Jaroslav Kyša is an artist who has long been engaged with historical events, which he elaborates for a strategy of uncovering collective (local and global) memory by means of memorials/monuments. He deliberately draws attention to historic circumstances which normally are long forgotten or purposely ignored.
With their multimedia inputs they set individual themes in a new perspective. Kyša thus prods the viewer towards a new view of the given reality.
“Memorials/monuments, with their stable form (or their unstable form in times of political change), are places which prescribe us a time for contemplation. In my work I am attempting to interpret the memorial/monument concept in a forn which is multi-significant and evokes other associations. By this means I create unstable object-models of memorials-monuments, which hold together only thanks to physical laws such as magnetism and the various electrical mechanisms. With my works I enter the viewer’s reality by minimalist, often even quite invisible gestures, behind which there is extensive research and exacting technical production…”

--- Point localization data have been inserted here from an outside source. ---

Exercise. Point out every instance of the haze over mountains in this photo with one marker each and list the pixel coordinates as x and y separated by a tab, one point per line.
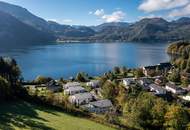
17	24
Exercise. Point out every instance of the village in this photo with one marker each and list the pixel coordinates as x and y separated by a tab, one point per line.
87	95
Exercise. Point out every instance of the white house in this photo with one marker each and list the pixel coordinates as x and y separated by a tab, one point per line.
71	84
187	97
74	90
81	98
174	89
144	81
128	81
158	90
93	83
100	106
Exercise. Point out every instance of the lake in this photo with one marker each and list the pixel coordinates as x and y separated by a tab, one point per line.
65	60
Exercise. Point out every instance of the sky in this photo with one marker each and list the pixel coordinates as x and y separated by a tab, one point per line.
94	12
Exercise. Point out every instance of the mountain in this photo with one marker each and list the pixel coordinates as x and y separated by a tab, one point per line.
24	15
103	26
68	31
54	28
147	30
13	31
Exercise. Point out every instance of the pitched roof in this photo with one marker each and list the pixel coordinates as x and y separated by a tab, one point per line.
102	103
156	87
77	88
171	85
82	95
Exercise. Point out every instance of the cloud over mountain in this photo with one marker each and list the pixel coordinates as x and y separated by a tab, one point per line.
157	5
116	16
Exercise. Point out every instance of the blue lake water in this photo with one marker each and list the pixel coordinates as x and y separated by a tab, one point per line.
65	60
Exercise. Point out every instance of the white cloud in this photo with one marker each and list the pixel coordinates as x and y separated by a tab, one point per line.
67	20
149	16
53	20
99	12
157	5
185	11
90	12
116	16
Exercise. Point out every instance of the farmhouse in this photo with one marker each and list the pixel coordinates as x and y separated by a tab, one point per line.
128	81
162	67
158	90
93	83
71	84
74	90
144	81
54	86
100	106
174	89
81	98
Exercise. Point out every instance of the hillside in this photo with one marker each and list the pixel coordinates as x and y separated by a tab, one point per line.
148	30
179	48
26	116
145	30
14	31
24	15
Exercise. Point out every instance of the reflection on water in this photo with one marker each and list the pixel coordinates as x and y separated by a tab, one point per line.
64	60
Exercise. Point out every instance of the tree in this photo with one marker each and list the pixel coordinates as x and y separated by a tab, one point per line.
174	76
145	112
121	97
81	77
116	70
5	90
42	80
109	91
176	118
139	73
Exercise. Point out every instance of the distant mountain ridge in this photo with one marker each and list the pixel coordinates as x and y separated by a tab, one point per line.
145	30
14	32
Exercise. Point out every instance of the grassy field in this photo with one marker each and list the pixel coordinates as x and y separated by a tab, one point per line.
26	116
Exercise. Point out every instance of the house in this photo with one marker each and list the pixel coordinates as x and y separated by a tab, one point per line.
74	90
145	82
71	84
93	83
81	98
159	80
187	97
128	81
171	87
53	86
162	67
158	90
149	70
100	106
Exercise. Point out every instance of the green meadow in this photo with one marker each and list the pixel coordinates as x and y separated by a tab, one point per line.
25	116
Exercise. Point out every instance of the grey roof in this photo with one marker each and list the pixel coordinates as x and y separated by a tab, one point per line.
71	84
156	87
171	85
77	88
102	103
82	95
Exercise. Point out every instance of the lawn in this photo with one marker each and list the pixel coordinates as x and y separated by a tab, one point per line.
25	116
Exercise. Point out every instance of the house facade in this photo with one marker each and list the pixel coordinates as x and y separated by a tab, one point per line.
128	81
101	106
174	89
71	84
93	83
74	90
81	98
158	90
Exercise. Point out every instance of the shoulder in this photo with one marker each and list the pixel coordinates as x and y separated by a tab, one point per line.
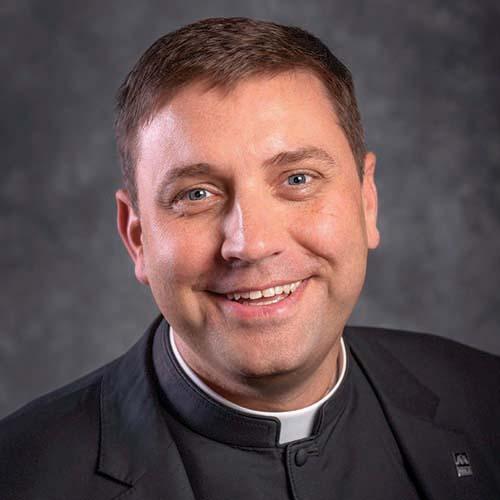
54	436
465	379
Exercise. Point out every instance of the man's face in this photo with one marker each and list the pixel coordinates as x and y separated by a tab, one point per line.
273	198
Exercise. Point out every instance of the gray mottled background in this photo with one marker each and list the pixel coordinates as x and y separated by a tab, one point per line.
428	80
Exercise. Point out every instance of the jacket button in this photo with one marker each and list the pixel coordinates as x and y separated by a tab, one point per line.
301	457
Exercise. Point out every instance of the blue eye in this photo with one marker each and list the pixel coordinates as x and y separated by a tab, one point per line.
297	179
197	194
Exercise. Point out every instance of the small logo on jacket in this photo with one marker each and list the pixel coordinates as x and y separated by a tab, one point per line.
462	464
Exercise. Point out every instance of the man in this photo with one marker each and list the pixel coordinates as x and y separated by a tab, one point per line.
249	208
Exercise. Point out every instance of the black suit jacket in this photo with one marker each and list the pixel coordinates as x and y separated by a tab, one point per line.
104	437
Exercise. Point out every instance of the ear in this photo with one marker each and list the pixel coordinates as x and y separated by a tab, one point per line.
130	230
370	200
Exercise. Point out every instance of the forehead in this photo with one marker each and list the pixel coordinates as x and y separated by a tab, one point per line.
256	119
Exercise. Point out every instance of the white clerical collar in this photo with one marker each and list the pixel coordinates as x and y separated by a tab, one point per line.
295	424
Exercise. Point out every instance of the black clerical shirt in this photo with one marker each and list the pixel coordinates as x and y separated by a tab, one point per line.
227	454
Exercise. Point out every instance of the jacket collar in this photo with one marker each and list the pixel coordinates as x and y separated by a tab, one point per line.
135	442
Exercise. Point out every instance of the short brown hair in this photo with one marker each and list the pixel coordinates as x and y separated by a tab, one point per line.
222	52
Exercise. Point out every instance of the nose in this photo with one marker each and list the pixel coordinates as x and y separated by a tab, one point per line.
252	230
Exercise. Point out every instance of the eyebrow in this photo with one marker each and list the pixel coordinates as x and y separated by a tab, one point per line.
280	159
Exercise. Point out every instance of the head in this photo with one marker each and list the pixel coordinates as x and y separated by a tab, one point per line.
245	167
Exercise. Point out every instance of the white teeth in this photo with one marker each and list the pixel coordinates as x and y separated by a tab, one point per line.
268	292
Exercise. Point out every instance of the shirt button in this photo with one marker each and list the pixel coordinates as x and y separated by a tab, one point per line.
301	457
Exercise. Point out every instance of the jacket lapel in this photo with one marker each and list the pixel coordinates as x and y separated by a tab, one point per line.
136	447
431	450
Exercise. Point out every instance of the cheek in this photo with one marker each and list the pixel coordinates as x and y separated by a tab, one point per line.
334	233
177	254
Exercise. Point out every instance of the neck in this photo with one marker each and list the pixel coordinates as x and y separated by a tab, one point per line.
276	393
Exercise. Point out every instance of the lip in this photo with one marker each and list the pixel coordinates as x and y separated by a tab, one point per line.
264	287
279	311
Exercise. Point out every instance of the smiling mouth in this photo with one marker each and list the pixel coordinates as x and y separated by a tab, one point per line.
266	296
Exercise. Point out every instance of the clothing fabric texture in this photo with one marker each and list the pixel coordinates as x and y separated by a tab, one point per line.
430	406
295	424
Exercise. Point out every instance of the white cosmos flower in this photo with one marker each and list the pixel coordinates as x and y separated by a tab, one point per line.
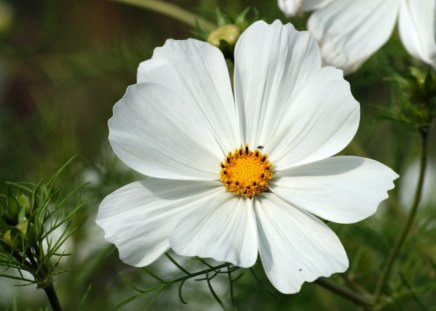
349	32
180	126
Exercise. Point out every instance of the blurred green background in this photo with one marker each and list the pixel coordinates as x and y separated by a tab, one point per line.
64	64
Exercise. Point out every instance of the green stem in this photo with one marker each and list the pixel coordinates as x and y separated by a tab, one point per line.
345	293
397	248
53	298
173	11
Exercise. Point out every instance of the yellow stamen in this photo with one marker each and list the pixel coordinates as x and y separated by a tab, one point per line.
246	172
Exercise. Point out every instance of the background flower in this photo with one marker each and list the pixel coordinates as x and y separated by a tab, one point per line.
349	32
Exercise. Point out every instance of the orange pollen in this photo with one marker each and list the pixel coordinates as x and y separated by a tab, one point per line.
246	172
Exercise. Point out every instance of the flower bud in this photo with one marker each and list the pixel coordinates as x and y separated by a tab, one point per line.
227	33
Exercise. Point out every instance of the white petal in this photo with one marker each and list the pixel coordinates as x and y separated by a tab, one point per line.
295	247
418	29
290	7
139	217
349	32
224	230
342	189
309	5
160	134
322	119
197	70
271	63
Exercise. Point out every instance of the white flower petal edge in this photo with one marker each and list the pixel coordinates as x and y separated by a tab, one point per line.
295	247
224	229
271	63
417	24
349	32
321	120
197	70
161	134
139	217
290	7
295	7
342	189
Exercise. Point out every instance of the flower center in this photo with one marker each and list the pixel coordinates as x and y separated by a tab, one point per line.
246	172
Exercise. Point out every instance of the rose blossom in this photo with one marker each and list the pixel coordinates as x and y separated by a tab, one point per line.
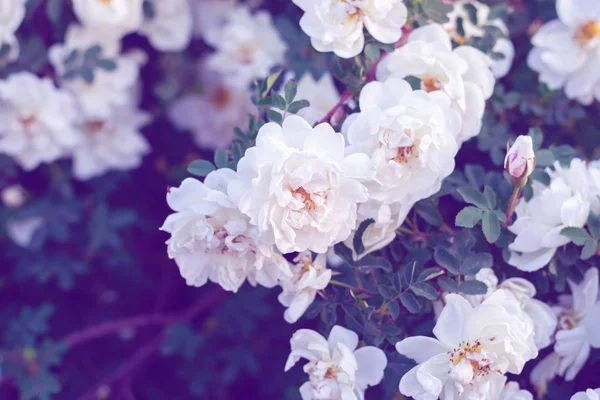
336	369
298	188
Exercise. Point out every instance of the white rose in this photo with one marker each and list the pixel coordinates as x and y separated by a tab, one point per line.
212	115
169	25
111	17
109	88
210	238
472	351
337	25
409	136
565	50
564	203
300	290
503	45
12	13
578	331
463	74
336	369
298	188
38	120
114	143
246	48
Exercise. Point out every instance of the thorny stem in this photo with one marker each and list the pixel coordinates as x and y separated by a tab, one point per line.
512	204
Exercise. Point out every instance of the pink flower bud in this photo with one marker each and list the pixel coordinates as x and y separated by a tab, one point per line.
520	160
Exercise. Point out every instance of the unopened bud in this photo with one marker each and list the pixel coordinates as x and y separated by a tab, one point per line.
520	160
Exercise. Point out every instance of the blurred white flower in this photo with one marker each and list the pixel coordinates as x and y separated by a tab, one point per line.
563	203
566	50
13	196
246	48
590	394
212	115
387	218
463	73
12	13
321	94
337	25
167	24
578	331
520	160
110	17
298	188
210	16
474	348
336	369
472	29
37	120
114	143
299	290
521	291
512	391
21	231
212	240
409	136
111	86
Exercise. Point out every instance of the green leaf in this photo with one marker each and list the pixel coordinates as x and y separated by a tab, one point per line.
473	287
291	89
448	284
430	273
409	301
475	262
468	217
107	64
473	196
544	158
537	137
87	74
92	54
275	116
269	82
425	290
221	159
278	101
576	235
490	226
429	212
357	242
372	52
394	309
491	197
589	249
444	258
297	106
200	167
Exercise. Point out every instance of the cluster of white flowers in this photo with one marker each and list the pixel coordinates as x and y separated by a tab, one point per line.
577	333
473	350
93	115
566	50
565	202
473	25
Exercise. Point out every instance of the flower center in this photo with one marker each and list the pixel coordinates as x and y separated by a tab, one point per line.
587	32
220	97
431	84
405	154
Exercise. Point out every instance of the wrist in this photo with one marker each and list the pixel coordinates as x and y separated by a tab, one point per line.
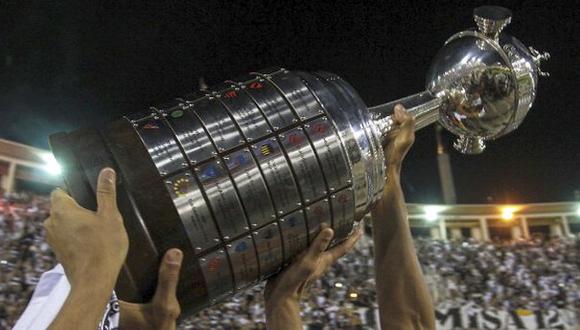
285	304
95	275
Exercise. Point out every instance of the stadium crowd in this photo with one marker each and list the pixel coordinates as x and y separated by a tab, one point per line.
531	274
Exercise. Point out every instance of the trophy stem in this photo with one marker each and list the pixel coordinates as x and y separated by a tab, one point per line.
423	106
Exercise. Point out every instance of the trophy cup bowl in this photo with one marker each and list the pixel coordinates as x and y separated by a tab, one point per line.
240	177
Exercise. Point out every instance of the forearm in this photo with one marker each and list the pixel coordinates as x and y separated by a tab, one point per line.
403	297
283	314
85	305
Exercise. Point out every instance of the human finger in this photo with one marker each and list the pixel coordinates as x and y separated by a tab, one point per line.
107	192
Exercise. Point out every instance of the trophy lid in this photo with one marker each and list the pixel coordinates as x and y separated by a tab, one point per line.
487	78
491	20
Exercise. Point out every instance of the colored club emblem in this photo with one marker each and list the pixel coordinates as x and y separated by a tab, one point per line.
320	127
214	264
150	125
343	198
180	186
241	247
230	94
295	138
256	85
211	171
318	211
241	160
177	114
268	234
266	149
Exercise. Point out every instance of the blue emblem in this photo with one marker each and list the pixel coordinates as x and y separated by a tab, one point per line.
211	171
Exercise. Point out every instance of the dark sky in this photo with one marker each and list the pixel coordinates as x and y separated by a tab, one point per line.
69	63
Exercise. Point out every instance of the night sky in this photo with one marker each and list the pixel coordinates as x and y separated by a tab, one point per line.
66	64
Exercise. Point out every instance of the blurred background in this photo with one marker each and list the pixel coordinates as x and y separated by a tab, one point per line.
68	64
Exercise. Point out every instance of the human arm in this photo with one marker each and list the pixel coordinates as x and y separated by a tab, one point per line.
283	292
402	294
91	246
162	311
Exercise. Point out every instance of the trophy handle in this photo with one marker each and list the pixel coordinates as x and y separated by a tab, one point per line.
423	106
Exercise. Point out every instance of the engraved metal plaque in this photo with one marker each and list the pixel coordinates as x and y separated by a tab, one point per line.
251	187
218	123
299	96
294	234
223	199
191	135
343	211
330	152
272	104
317	214
246	113
217	273
161	145
278	175
193	211
269	245
305	164
243	256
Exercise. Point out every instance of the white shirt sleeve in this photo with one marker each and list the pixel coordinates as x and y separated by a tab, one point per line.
49	296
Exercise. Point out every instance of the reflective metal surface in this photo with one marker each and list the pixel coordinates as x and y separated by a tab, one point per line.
481	84
241	177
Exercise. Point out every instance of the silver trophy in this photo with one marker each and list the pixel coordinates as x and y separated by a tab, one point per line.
240	177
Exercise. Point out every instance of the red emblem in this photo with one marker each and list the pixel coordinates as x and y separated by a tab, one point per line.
230	94
256	85
150	125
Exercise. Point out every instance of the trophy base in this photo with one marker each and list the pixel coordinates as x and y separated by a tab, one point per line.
83	153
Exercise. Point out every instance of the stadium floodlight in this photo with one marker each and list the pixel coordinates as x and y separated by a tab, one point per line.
432	212
507	213
51	166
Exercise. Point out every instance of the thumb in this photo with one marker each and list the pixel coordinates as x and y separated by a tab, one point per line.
106	192
169	276
320	244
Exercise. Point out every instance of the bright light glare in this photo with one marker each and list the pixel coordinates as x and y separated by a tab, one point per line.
51	166
432	212
507	213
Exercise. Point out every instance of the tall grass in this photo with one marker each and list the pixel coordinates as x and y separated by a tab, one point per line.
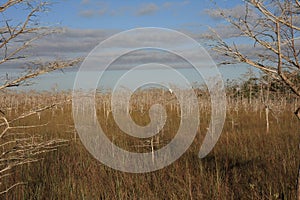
246	163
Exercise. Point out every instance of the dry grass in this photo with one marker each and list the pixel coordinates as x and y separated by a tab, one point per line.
246	163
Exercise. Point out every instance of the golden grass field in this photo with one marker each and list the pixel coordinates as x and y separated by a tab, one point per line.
246	163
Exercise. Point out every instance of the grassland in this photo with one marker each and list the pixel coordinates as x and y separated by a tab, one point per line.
247	163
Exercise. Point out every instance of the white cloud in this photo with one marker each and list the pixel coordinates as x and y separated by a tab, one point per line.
147	9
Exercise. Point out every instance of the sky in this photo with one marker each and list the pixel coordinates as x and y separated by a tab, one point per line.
86	23
123	15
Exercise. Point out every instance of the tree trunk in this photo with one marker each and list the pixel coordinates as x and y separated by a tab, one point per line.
297	113
298	184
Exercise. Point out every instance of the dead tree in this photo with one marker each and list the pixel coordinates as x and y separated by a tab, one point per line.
19	149
271	34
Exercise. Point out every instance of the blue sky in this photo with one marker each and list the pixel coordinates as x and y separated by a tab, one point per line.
121	15
88	22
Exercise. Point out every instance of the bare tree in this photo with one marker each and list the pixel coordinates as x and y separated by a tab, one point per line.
273	29
16	36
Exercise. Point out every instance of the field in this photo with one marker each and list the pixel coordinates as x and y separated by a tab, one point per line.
248	162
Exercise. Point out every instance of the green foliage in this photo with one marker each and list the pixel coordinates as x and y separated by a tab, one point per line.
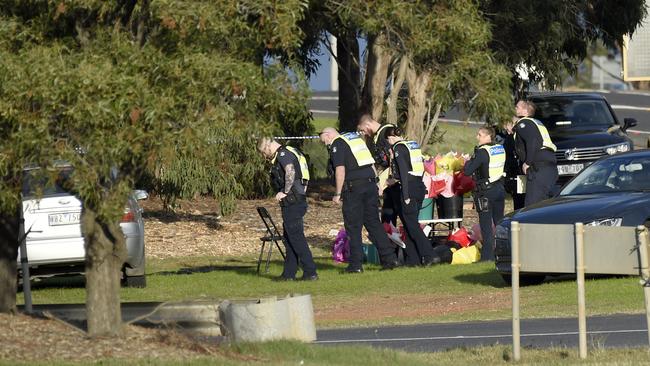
552	36
171	93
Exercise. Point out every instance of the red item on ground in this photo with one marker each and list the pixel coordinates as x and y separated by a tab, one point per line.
460	236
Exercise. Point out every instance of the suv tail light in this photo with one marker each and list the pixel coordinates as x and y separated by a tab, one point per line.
128	216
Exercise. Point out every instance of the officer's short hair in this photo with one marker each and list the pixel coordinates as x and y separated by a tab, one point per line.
488	130
366	117
264	142
530	105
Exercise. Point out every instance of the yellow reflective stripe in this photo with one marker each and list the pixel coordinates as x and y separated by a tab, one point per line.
497	162
358	147
415	154
304	168
375	138
546	137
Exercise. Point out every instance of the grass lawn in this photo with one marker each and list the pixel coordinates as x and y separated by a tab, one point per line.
293	353
441	293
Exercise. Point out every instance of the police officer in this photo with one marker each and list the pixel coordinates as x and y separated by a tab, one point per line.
512	168
380	149
290	176
407	167
536	151
486	166
356	186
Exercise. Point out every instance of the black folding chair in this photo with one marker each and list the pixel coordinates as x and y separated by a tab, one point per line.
273	237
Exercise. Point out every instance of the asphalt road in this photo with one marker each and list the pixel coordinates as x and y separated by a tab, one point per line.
603	331
625	104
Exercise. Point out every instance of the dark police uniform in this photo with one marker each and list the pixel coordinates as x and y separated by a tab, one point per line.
360	199
294	207
380	149
512	169
535	148
407	166
489	196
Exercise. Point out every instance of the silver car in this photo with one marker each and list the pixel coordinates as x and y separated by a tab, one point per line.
54	241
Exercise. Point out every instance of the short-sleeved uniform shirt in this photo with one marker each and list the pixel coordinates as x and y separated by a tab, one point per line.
341	155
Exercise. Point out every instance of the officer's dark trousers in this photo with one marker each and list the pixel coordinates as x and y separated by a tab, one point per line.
295	241
540	181
361	208
496	198
390	205
418	247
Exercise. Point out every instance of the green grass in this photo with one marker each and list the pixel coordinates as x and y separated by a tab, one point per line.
293	353
235	278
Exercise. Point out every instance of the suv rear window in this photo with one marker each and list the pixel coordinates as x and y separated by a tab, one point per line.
35	182
558	113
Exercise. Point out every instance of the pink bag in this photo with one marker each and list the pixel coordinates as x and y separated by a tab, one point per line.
341	247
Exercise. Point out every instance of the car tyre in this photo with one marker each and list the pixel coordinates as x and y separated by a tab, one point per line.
135	281
524	280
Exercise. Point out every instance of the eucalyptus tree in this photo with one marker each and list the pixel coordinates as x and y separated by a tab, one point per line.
171	91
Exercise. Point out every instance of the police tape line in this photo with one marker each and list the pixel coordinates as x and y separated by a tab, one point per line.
296	137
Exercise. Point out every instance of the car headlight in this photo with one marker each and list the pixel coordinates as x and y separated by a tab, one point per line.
619	148
502	232
616	221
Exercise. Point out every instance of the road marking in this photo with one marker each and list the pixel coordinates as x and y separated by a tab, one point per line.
630	107
324	97
475	122
323	112
492	336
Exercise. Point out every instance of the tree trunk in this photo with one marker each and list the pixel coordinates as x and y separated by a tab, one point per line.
9	232
105	254
379	58
347	49
393	98
418	83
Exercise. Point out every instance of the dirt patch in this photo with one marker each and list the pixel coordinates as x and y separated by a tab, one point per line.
197	229
378	306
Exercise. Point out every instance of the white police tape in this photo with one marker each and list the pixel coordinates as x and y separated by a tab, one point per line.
295	137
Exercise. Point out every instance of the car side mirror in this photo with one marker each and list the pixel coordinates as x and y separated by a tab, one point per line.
140	194
628	122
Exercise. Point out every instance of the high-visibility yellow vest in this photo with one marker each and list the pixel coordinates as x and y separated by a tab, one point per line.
497	161
302	161
358	147
546	138
304	168
415	153
375	138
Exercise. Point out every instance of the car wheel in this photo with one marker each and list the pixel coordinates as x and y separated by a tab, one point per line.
134	281
524	280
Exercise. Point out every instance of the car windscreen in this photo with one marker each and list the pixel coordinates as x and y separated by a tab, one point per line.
612	175
567	113
37	182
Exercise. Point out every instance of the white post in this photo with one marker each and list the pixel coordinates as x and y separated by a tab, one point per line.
642	233
580	273
515	265
334	66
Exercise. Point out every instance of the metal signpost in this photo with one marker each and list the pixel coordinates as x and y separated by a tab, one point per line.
579	249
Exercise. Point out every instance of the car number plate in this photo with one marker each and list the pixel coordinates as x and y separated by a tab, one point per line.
69	218
570	169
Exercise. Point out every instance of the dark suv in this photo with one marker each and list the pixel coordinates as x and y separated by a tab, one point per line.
584	128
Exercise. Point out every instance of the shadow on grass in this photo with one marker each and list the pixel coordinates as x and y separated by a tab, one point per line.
245	268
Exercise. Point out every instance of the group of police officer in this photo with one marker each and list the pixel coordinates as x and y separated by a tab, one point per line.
357	157
528	151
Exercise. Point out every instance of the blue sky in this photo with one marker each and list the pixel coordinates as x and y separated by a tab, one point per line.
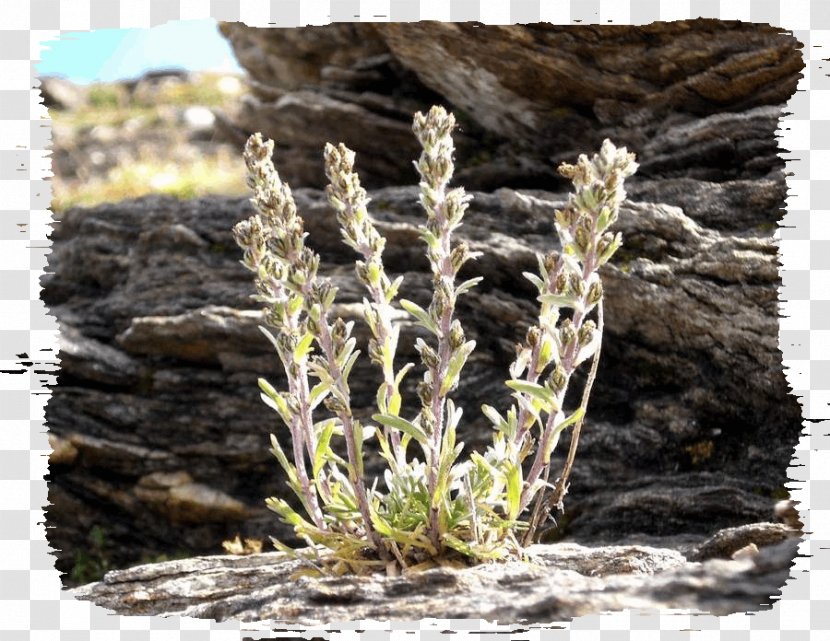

The artist’s first solo show in ZAHORIAN & VAN ESPEN is conceived as a site-specific project created for a gallery in Bratislava. Its central work is the antimemorial / antimonument A-B installation, which depicts the prime meridian (at zero longitude) in the exhibition space. The installation turns 360 degrees around its axis every 24 hours by means of a sophisticated mechanism and special software designed specifically for this work (in collaboration with Jonathan Ravasz).
Jaroslav Kyša clarifies his objective for the viewer: “The bent metal rod is turning opposite to the movement of the prime meridian in Greenwich in England, and thereby I create an imaginary frozen abscissa in space. The viewer is not conscious of the movement, just as mankind is often not conscious of its impact on the planet. This utopian antimemorial / antimonument is a metaphor of the temporal and geological epoch we have been experiencing – the Anthropocene.”
Unfolding from this installation, there are also other exhibited objects, video and photography, representing the artist’s “physical” attempts at the antimemorial / antimonument theme.